# For the 4th



## Paymaster (Jul 3, 2016)

Gettin started on food for the 4th. Fresh sand in my heat defuser pan and then some Boston Butts on the smoker. Tomorrow, ribs and corn in the shuck.


----------



## PrincessFiona60 (Jul 3, 2016)

Looking good!


----------



## CraigC (Jul 3, 2016)

The further I get into this bathroom project, more worm keep coming out of the can! I was going to do the Shawarma on the rotisserie today and muffin tin thighs tomorrow. Now I have to move the Shawarma till tomorrow and save the thighs till next week. Looks like you are going to have some great "Q"!


----------



## Paymaster (Jul 4, 2016)

Thanks for the nice comments. Happy 4th to you all!
About to get together with my gang. Here are some more pics. I will put up a plated pic later. I fired up The Beast to cook corn in the shuck, and did my ribs on my Akorn.


----------



## Cheryl J (Jul 4, 2016)

Oh boy....does that ever look good, PM!  And a Happy 4th to you and yours, too.


----------



## rodentraiser (Jul 4, 2016)

You guys are making my mouth water!


----------



## Paymaster (Jul 4, 2016)

Finally get to eat.


----------



## GotGarlic (Jul 4, 2016)

Looks delish, PayMaster! 

We're waiting for the fireworks to start at 9:30, with our chairs set up next to this tree. It's cloudy but they're high clouds so it's a go!


----------



## Kayelle (Jul 4, 2016)

Just spectacular, as usual Paymaster!!

I guess this is tonight's dinner thread?

We had a party of two for the 4th. I partly cooked some thick bacon strips in the oven and then used them to wrap the Nathan dogs, and made a raft with five wrapped dogs with bamboo skewers for easy turning on the grill and keeping the bacon on the dogs.


----------



## Cheryl J (Jul 4, 2016)

Paymaster, your plated dinner looks fabulous.  The banana cream dessert with meringue topping has my mouth watering.   

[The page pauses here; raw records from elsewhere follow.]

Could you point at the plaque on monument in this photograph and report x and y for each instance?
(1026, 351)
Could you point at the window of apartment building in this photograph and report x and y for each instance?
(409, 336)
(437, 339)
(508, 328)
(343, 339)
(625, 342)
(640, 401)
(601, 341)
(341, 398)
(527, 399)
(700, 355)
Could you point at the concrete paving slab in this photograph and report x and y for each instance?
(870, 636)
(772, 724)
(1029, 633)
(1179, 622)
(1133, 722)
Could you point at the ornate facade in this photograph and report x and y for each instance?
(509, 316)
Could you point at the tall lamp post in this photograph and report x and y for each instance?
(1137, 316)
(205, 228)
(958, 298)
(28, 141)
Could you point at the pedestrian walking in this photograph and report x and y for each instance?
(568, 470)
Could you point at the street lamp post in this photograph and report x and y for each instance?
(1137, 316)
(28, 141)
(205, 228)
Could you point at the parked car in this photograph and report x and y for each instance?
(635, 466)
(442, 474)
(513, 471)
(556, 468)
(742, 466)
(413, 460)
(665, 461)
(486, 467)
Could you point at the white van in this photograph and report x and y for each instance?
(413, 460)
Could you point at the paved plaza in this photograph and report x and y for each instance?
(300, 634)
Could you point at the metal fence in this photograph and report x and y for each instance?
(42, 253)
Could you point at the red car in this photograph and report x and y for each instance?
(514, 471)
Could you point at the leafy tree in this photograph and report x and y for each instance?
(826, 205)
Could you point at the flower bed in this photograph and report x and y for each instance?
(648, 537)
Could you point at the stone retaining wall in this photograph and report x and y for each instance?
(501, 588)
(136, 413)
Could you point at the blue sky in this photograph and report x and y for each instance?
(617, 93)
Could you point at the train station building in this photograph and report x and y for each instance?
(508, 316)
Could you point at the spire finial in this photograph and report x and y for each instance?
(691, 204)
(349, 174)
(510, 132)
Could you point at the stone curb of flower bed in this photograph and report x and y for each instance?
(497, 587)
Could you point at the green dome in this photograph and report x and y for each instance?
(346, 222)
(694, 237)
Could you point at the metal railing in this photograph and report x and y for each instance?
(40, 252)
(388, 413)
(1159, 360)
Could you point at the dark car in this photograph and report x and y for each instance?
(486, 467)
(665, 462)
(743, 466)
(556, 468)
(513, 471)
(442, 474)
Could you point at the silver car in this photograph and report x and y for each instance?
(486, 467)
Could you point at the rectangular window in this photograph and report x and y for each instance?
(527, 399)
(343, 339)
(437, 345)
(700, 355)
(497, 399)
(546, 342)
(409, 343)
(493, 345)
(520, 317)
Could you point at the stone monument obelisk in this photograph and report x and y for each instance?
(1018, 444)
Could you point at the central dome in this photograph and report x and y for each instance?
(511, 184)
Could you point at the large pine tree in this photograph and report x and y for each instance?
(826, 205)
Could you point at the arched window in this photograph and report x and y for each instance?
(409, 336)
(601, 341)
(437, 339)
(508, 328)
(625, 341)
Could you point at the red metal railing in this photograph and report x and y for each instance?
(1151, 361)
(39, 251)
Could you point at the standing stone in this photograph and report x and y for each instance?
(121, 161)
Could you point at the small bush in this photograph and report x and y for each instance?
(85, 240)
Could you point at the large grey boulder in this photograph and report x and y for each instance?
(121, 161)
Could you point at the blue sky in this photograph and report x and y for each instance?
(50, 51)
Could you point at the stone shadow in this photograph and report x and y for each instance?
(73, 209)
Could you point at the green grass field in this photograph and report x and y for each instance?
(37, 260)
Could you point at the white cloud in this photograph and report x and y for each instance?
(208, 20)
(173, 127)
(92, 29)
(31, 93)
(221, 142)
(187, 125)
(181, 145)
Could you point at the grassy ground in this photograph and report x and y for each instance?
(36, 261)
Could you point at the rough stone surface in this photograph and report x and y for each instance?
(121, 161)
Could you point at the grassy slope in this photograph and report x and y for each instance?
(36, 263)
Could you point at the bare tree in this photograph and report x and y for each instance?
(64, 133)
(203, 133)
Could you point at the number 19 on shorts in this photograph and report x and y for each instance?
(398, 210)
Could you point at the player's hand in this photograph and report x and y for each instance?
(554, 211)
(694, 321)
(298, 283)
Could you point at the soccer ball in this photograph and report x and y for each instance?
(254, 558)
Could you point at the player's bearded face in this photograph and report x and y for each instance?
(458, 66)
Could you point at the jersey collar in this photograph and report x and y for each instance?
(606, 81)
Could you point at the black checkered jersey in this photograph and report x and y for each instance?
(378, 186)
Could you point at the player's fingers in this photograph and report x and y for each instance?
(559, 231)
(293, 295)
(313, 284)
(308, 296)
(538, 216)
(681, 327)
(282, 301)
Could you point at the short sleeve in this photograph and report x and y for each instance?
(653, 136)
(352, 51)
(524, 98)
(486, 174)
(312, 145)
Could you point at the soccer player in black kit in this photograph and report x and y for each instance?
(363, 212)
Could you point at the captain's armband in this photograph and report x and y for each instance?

Pretty pics, GG - have fun!  

This afternoon's dinner was leftover fried chicken from yesterday, with sides of potato salad, watermelon, and mango. It was just me - tomorrow my brother and I are getting together and grillin' some rib eyes.


----------



## Andy M. (Jul 4, 2016)

We cleaned up leftovers and I grilled the last of the beef souvlaki from last night.


----------



## Cheryl J (Jul 5, 2016)

Kayelle said:


> Just spectacular, as usual Paymaster!!
> 
> I guess this is tonight's dinner thread?
> 
> We had a party of two for the 4th. *I partly cooked some thick bacon strips in the oven and then used them to wrap the Nathan dogs, and made a raft with five wrapped dogs with bamboo skewers for easy turning on the grill and keeping the bacon on the dogs.*


 
Sounds so good, Kay - a raft of bacon dogs!


----------



## Kayelle (Jul 5, 2016)

Cheryl J said:


> Sounds so good, Kay - a raft of bacon dogs!



I should have taken a picture of the raft with a flag on the top!


----------